The threshold questions are about cost. Won’t hiring all these
specialists break the bank? Not necessarily. These are entry-level
positions with entry-level pay, not designed as long-term positions.
That assumes that entry-level pay would be lower than beginning teacher pay, but that pay is pretty entry-levelly already. In fact, one of the huge problems of the intern-resident-etc career ladders for doctors is that by the time they've climbed it, they're hugely in debt. The lower rungs of the ladder don't pay enough to live on. That's a huge problem.
And here comes the teacher-busting TNTP that I know and loathe:
And with such a support team and smart use of technology, individual
teachers should be able to work with many more students than they can
right now without any help.
Do I think Weisberg's basic model could be a good way to redesign the profession? I actually do-- if, and only if, the money was put into it to do it right. Using it to cut costs, or setting it up and subjecting it to Death by a Thousand Budget Cuts, would get us a system worse than the one we have. So I doubt that it could ever really happen.
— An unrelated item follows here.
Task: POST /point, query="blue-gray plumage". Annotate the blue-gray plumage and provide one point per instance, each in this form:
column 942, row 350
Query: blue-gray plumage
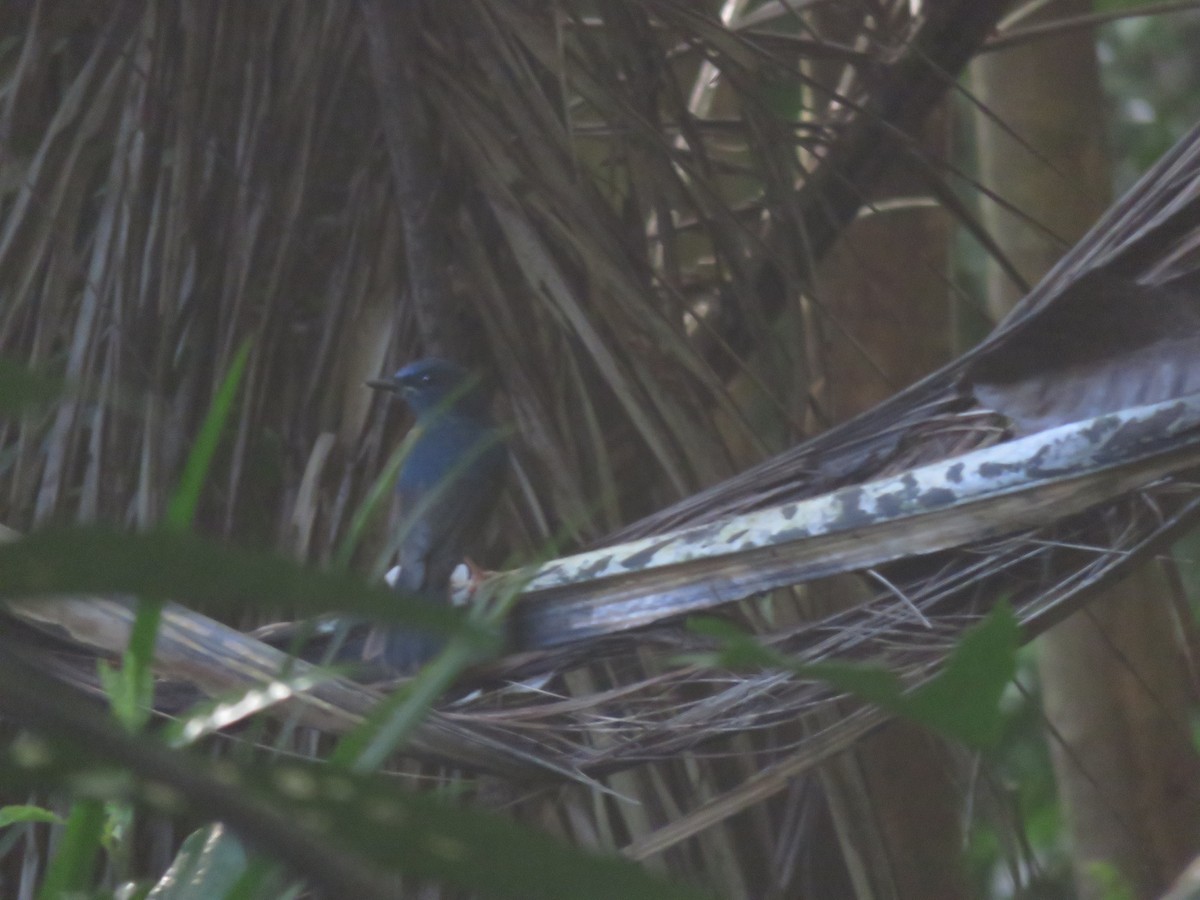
column 449, row 485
Put another way, if we right now had the dedication of money, resources and support that would be needed to make Weisberg's ladder system actually work, we could work wonders with the system currently in place.
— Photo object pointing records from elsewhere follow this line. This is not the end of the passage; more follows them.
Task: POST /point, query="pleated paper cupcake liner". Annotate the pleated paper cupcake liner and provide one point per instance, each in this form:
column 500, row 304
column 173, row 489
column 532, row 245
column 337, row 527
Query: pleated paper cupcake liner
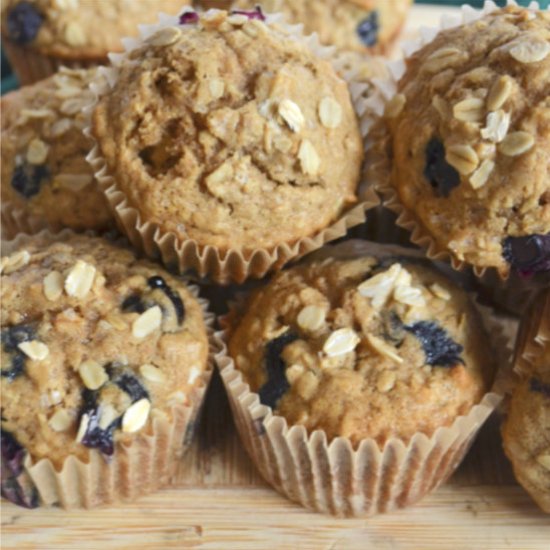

Neither Weisberg nor I are the first to think of this model, and yet it has never been implemented in a big way in any school system, and that tells us something. But it's still an interesting idea.
Everything you say makes sense. I also have often thought student teaching should be more like the clinicals my daughter did to become a physical therapist. I once had a student observer who was going to be an elementary teacher with an emphasis in math and here she was, observing me, a high school foreign language teacher, because they couldn't find anywhere to put her. Pretty much an ineffective use of time for both of us. Another student I had for some kind of short practicum for 2 or 3 weeks, the next assignment she had was to teach classes one day a week and it was driving her crazy because she wasn't there every day to see what they were doing and where they were so there was some continuity,she was just supposed to jump in. And I think traditional student teaching of one semester is too short and too intense and stressful for everybody involved. It would make more sense instead of all this piecemeal stuff to just do a whole year, start like a para and get to know the students and more gradually work up to doing lessons. It would be good for the students taught because the teacher would have an aide and collaborator. It would be good for everybody involved.
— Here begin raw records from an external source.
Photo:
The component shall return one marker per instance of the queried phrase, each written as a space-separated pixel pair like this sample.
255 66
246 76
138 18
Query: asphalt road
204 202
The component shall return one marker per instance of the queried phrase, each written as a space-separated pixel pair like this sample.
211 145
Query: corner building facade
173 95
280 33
ReplyDeleteI also like the idea mentioned above about clinical rotations to allow pre-service teachers to work with more mentors in more diverse locations. I'm currently taking a course on reimagining teacher preparation with an emphasis on the relationship between policy and teacher preparation. One of the models we have discussed is a three year residency during induction. This would be something local school systems would have to embrace. When hired teachers would teach 50 % of the time and observe and work on lesson planning/community building/student support the rest of their time, the next year they could add a co-teaching period with a master teacher, and the final year they would teach full time but continue working with a master teacher as mentor. There are many ways to imagine it, but it does not need to be seen as lost productivity because it could lead to teachers being better prepared as professionals and staying in the field longer, and studies suggest that districts spend massive amounts due to lack of teacher retention. The possibilities really excite me.
ReplyDeleteOn the another end of the profession, I kind of like the idea of Teacherpreneurs (but hate the word). I haven't read the book but I like what I have heard about the idea of keeping great, experienced teachers in the classroom but freeing them to use 50% of their time to contribute to their profession through facilitating professional development, creating teacher-made curriculum and resources, or informing policy-makers.